Publié le: 1 juil.2016 13:19 par Jesse Fairfax 3,9 sur 5
  • 4,44 Évaluation de la communauté
  • 27 Évalué l'album
  • quinze Je lui ai donné un 5/5
Diffusez votre note 69

Maintenir la pertinence en restant ouvert aux nouvelles idées est une clé de la longévité et du respect, un concept pour lequel Snoop Dogg a un talent pour le moment. L'année dernière en attente sur LP BUISSON était le point culminant en retard de collaborations avec le bienfaiteur de longue date Pharrell Williams, mais le rappeur le plus reconnaissable du monde revient en forme après avoir survécu à pratiquement tous ses pairs avec Coolaid , son quatorzième album solo. La couverture montre sa célèbre ressemblance animée versant des gobelets pour les jeunes à partir de cruches étiquetées Swag, Style et Lingo, alors qu'il organise un cours intensif de 77 minutes sur l'auto-célébration tout en essayant de prouver qu'il mérite d'être considéré parmi l'élite d'aujourd'hui.



La légende déclenche les choses, une intro montrant la volonté de s'adapter aux formules mises à jour, alors qu'il hurle sa livraison tout en décomposant sa longue histoire. Le passage énergisé à 180 ° de Snoop de son comportement habituellement cool s'adresse à la génération dabbing qui le considère probablement comme une relique, mais à son tour, il s'assure également de plaire aux adeptes du premier jour. Ten Toes Down est imprégné des rythmes de la musique de conduite facile traditionnelle de la côte ouest, tandis que Just Blaze comble le fossé entre les sinistres années 90 et la simplicité moderne de DJ Mustard sur Super Crip.

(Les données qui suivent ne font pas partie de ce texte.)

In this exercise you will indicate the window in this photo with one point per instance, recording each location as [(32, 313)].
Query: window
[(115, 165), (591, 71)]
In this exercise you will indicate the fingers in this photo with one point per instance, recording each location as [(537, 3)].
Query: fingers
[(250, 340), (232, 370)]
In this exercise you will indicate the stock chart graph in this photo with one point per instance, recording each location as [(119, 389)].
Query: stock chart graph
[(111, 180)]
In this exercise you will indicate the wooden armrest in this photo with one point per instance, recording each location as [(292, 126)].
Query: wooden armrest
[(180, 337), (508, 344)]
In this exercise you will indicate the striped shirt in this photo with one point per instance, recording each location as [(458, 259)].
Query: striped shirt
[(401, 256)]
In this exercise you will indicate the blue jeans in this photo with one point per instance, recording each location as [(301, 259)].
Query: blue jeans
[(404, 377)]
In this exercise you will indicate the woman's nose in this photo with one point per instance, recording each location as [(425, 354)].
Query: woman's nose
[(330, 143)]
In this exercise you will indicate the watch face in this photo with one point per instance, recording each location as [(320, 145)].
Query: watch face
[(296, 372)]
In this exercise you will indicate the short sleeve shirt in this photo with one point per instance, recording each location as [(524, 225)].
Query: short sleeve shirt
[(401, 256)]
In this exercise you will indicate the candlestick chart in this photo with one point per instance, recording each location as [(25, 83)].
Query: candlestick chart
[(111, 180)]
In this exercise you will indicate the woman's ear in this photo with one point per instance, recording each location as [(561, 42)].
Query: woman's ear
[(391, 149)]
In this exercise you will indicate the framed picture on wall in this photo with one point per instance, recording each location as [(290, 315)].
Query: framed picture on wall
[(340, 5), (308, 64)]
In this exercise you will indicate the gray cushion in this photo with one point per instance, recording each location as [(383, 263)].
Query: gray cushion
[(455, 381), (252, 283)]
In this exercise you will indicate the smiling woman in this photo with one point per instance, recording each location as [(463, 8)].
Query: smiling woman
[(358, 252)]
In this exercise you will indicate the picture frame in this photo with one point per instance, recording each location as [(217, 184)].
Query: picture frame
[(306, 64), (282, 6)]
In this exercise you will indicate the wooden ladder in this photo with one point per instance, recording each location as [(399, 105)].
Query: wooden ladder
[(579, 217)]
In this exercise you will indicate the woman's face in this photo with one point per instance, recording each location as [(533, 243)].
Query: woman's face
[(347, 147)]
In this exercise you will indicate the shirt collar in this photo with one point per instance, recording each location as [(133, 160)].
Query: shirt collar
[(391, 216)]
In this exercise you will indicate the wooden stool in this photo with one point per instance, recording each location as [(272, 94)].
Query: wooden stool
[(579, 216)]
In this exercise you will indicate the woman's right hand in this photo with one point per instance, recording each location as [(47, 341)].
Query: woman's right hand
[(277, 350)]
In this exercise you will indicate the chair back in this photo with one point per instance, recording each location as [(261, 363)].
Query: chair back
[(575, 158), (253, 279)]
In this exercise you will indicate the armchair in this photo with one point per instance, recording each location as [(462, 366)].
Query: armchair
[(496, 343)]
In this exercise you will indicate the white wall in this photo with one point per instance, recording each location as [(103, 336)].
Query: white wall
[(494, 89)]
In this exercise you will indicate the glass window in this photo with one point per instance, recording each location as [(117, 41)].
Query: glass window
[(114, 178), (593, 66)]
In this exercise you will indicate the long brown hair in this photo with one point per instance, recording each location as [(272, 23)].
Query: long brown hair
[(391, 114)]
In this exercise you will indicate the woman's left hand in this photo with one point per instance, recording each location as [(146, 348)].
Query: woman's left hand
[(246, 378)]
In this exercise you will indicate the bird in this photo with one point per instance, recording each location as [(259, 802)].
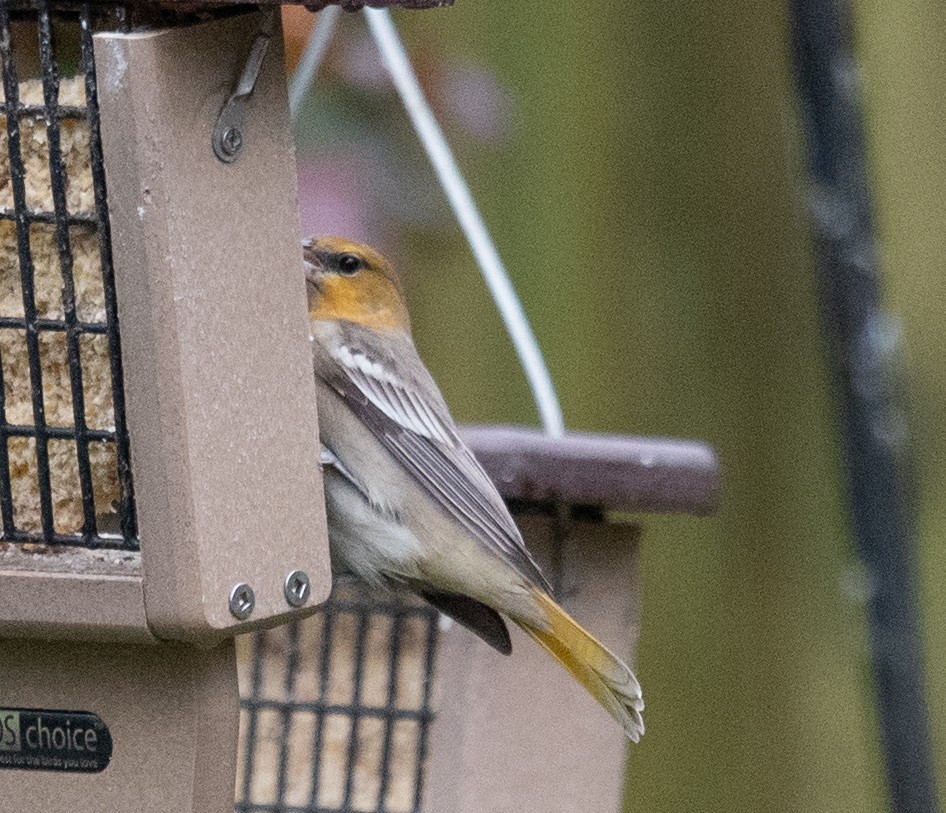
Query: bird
[(407, 503)]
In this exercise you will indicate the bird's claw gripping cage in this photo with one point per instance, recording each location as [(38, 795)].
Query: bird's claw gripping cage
[(116, 209)]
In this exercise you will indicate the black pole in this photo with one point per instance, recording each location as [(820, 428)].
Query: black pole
[(862, 342)]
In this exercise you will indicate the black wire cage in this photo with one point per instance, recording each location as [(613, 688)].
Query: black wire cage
[(63, 436)]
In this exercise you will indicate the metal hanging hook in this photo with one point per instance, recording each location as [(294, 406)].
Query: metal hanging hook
[(229, 133)]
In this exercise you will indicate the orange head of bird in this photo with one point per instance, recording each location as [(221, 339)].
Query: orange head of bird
[(353, 282)]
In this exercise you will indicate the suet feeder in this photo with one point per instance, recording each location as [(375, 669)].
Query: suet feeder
[(160, 490)]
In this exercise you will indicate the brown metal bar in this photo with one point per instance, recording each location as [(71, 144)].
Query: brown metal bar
[(659, 475)]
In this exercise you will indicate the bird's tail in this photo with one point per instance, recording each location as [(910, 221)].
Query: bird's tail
[(606, 677)]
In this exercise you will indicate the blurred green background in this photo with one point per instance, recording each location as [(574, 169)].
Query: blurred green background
[(641, 168)]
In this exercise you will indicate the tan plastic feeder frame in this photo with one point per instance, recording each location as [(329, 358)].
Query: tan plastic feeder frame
[(223, 428)]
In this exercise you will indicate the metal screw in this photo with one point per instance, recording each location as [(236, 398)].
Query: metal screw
[(297, 588), (242, 600), (232, 141)]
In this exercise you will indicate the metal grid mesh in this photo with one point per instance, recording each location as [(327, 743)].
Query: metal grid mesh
[(64, 457), (336, 709)]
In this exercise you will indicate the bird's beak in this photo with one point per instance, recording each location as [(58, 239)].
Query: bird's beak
[(313, 265)]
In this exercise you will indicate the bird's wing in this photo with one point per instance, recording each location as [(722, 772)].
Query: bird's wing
[(395, 397)]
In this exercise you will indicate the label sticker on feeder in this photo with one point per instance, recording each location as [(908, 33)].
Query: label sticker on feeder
[(45, 740)]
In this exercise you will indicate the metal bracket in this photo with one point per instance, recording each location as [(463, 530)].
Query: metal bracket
[(228, 137)]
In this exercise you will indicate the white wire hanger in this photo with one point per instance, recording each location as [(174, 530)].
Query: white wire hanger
[(399, 67)]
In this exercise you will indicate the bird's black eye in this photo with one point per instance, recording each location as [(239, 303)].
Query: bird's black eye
[(349, 263)]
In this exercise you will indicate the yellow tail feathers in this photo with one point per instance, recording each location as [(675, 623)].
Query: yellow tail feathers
[(603, 674)]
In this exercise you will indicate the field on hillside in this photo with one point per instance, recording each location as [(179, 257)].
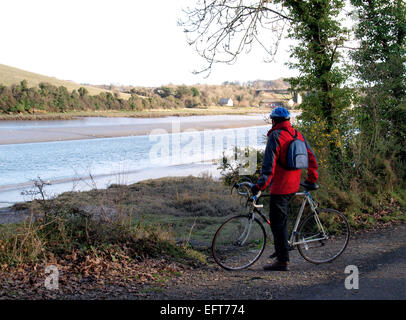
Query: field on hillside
[(10, 75)]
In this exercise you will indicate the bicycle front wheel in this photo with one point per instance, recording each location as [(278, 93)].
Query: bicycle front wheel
[(238, 243), (323, 237)]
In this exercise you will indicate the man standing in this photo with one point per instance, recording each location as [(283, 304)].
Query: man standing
[(283, 181)]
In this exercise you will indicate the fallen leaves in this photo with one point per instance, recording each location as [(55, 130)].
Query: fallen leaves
[(95, 276)]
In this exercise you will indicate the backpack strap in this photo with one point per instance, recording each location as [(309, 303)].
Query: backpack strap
[(280, 162)]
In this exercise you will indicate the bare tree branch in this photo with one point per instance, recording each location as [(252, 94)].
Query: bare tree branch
[(222, 29)]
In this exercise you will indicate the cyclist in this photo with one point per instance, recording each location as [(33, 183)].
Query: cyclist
[(283, 182)]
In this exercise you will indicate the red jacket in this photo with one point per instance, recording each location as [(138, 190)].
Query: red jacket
[(283, 181)]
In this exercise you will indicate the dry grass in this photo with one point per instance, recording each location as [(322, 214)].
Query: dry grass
[(10, 75), (153, 113)]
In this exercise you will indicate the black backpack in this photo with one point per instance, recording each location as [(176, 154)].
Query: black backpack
[(296, 157)]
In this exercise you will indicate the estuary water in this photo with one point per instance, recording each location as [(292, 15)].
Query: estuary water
[(88, 163)]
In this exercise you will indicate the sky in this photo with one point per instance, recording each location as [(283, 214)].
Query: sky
[(127, 42)]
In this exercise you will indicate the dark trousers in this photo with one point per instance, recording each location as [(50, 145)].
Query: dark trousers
[(278, 215)]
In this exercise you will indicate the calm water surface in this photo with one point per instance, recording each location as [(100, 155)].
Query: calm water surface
[(135, 158)]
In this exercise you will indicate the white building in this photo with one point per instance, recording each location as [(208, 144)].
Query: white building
[(226, 102)]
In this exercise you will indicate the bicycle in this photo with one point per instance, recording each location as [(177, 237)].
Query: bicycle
[(320, 237)]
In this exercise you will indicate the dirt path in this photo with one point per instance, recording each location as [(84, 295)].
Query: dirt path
[(379, 255)]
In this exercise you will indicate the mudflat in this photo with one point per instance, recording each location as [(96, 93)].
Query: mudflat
[(45, 134)]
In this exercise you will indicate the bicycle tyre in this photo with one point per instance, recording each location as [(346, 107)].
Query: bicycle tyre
[(231, 255), (337, 229)]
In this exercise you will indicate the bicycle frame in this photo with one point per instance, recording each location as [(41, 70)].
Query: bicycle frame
[(307, 198)]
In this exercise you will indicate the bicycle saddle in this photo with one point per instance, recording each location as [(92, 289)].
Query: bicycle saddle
[(309, 186)]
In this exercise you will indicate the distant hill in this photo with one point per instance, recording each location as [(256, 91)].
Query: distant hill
[(278, 84), (10, 75)]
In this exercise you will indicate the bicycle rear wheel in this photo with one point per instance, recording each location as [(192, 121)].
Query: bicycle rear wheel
[(324, 237), (238, 243)]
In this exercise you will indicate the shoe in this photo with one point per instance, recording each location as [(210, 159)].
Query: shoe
[(277, 266)]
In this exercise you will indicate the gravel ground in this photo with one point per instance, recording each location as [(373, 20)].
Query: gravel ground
[(379, 255)]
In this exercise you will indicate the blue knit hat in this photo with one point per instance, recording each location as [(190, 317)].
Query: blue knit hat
[(280, 113)]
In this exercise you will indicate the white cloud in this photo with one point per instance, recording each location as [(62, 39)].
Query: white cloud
[(121, 41)]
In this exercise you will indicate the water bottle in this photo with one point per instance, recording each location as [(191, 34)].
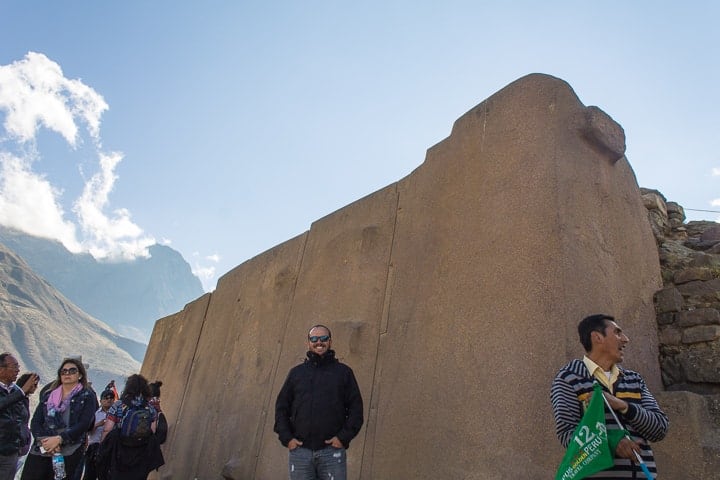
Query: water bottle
[(58, 466)]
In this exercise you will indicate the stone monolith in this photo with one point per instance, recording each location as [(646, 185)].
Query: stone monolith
[(454, 294)]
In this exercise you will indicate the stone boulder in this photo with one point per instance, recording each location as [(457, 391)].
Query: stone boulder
[(454, 294)]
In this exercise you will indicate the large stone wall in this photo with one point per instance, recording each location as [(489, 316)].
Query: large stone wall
[(454, 294)]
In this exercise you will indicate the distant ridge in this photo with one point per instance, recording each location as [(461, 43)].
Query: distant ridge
[(128, 296), (40, 326)]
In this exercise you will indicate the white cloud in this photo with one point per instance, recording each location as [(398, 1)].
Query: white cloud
[(34, 93), (206, 276), (29, 203), (115, 237)]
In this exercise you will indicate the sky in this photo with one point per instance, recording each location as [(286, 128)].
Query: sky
[(223, 128)]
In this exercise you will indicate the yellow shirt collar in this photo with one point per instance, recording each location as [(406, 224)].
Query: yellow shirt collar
[(597, 372)]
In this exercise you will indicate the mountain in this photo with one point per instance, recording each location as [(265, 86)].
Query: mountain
[(41, 327), (129, 296)]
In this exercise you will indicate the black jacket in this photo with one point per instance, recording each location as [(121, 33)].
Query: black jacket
[(13, 413), (320, 399), (82, 416)]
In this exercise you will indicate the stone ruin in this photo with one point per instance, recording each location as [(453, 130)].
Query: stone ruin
[(454, 294)]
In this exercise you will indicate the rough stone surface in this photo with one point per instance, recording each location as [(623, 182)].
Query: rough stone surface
[(695, 417), (690, 265), (453, 319), (698, 316), (668, 300)]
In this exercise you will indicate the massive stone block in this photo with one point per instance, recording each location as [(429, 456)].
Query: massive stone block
[(454, 294)]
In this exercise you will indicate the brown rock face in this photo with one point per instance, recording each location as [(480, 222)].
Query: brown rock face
[(454, 294)]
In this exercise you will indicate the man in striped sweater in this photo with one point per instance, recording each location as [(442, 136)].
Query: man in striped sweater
[(625, 390)]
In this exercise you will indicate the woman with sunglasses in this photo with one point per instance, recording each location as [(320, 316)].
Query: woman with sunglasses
[(62, 418)]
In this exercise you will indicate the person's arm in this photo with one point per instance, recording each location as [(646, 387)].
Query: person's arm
[(85, 418), (646, 418), (567, 410), (283, 407), (11, 399), (353, 408)]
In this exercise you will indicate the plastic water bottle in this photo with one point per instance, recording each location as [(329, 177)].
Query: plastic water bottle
[(58, 466)]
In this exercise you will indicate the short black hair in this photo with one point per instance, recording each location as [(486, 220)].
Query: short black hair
[(320, 326), (3, 356), (592, 323)]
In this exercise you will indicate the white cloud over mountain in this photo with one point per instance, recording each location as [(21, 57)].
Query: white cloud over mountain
[(35, 94)]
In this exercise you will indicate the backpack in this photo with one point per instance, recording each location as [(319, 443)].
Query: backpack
[(161, 428), (135, 425)]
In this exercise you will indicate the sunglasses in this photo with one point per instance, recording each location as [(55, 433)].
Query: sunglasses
[(321, 338)]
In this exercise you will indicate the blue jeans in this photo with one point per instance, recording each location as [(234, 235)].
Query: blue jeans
[(8, 465), (326, 464)]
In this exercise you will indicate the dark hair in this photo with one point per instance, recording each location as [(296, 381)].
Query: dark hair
[(155, 388), (23, 378), (320, 326), (136, 386), (3, 356), (593, 323), (81, 371)]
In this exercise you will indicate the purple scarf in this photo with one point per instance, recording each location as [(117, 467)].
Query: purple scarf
[(55, 400)]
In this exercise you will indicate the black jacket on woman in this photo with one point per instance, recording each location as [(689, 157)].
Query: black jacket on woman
[(320, 399), (82, 416), (13, 414)]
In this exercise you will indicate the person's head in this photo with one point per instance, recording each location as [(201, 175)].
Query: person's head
[(107, 397), (136, 386), (155, 388), (71, 372), (602, 337), (24, 378), (9, 368), (319, 339)]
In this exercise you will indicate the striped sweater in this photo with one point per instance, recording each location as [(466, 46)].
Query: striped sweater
[(644, 419)]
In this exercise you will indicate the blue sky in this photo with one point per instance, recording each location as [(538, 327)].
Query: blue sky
[(225, 128)]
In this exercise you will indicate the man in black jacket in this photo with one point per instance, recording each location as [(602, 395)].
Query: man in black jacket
[(318, 411), (13, 414)]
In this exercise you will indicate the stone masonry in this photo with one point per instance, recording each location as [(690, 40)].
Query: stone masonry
[(454, 294)]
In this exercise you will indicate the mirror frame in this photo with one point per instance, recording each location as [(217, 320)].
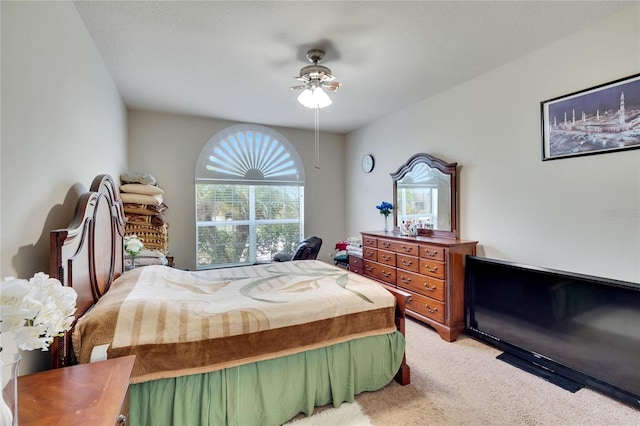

Alors que Snoop recommence à travailler avec un large éventail de producteurs et un éventail d'invités, Coolaid établit pour la énième fois qu'il est plus que capable de se défendre. À son crédit, des associés proches et d'autres hommes d'État plus âgés se présentent à la place de sommets prévisibles et sûrs qui pourraient sembler absurdes. Le premier single de Kush Ups présentait l'affable stoner dans les bras Wiz Khalifa aidant une fois de plus le Dogg à atteindre les jeunes avec des références humoristiques au tabagisme comme forme d'exercice. Là où il s'agit d'un moyen organique de rester branché, Jazze Pha chantant sur la culture Instagram sur le Double Tap, autrement accrocheur, pourrait être considéré comme une portée excessive pour la pièce radiophonique. Le plus gros défaut réside dans les contributions de Swizz Beatz qui ajoutent peu à l'équation. Light it Up est assez inutile sans batterie, et Snoop a du mal à trouver sa place à la fois sur Side Piece et Let the Beat Drop.






Vétéran aguerri qui parvient toujours à rester en contact avec ses racines, Snoop Dogg a un impressionnant sentiment d'urgence quant à son statut de symbole de la culture de la rue de LA tout en ne vivant plus dans le vif du sujet. (Je ne suis pas accroché à ma capuche mais je cogne dans ma capuche, je suis affilié, se lamente-t-il sur l'affilié correctement inclus.) Coolaid fonctionne essentiellement mieux quand il plonge dans les influences old school, du son R&B des années 80 de Oh Na Na à l'hommage post-disco Two or More et l'électro-funk de What If. Bien que ce projet montre qu'il peut continuellement développer son style sans perdre une once d'authenticité, le problème est un manque total de cohésion. Lancer un filet aussi large sur une durée de 20 chansons finit par être un cadeau et une malédiction, car les moments les plus brillants risquent d'être atténués par des tentatives extrêmement ambitieuses qui échouent. Courir aussi longtemps assure un contenu de remplissage et de sujets répétitifs, mais dans l'ensemble, Snoop plaide fermement contre l'âgisme en fusionnant les genres contemporains pour adultes et Gangsta Rap.